Atmospheric parameters of 82 red giants in the Kepler field

TL;DR

This study provides precise atmospheric parameters and element abundances for 82 red giants in the Kepler field, highlighting discrepancies with catalog data and supporting improved asteroseismic analysis.

Contribution

It offers detailed spectroscopic measurements of red giants, revealing significant differences from catalog parameters and emphasizing the importance of spectroscopic follow-up.

Findings

Discrepancies in log g and [Fe/H] compared to Kepler Input Catalogue

Good agreement between spectroscopic and asteroseismic log g

Potential metallicity effects on stellar oscillations

Abstract

Context: Accurate fundamental parameters of stars are essential for the asteroseismic analysis of data from the NASA Kepler mission. Aims: We aim at determining accurate atmospheric parameters and the abundance pattern for a sample of 82 red giants that are targets for the Kepler mission. Methods: We have used high-resolution, high signal-to-noise spectra from three different spectrographs. We used the iterative spectral synthesis method VWA to derive the fundamental parameters from carefully selected high-quality iron lines. After determination of the fundamental parameters, abundances of 13 elements were measured using equivalent widths of the spectral lines. Results: We identify discrepancies in log g and [Fe/H], compared to the parameters based on photometric indices in the Kepler Input Catalogue (larger than 2.0 dex for log g and [Fe/H] for individual stars).
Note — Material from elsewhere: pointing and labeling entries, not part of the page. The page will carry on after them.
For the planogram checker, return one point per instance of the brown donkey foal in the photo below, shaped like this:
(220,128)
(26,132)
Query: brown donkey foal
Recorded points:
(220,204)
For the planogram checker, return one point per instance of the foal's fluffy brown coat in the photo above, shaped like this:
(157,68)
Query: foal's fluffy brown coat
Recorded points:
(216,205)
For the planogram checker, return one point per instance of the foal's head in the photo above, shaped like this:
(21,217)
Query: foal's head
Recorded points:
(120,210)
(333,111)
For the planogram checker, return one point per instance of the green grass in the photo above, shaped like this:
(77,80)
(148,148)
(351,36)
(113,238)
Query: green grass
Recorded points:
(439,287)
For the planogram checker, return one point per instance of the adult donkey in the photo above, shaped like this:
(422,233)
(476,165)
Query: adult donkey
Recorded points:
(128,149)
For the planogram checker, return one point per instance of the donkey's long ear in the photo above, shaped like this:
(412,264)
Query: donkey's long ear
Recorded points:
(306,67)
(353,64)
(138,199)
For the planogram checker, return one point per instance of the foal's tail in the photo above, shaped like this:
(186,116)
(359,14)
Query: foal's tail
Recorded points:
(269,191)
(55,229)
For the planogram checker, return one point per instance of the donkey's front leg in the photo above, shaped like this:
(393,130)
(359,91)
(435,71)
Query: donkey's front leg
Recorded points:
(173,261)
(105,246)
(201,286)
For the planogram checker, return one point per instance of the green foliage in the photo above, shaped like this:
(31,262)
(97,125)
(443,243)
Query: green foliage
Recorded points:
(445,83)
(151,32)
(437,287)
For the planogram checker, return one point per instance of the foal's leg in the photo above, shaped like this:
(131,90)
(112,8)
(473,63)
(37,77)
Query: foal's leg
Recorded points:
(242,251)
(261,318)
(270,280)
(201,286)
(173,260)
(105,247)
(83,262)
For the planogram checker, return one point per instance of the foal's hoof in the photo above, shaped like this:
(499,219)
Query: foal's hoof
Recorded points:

The Teff found from spectroscopy and photometry shows good agreement within the uncertainties. We find good agreement between the spectroscopic log g and the log g derived from asteroseismology. Also, we see indications of a potential metallicity effect on the stellar oscillations. Conclusions: We have determined the fundamental parameters and element abundances of 82 red giants. The large discrepancies between the spectroscopic log g and [Fe/H] and values in the Kepler Input Catalogue emphasize the need for further detailed spectroscopic follow-up of the Kepler targets in order to produce reliable results from the asteroseismic analysis.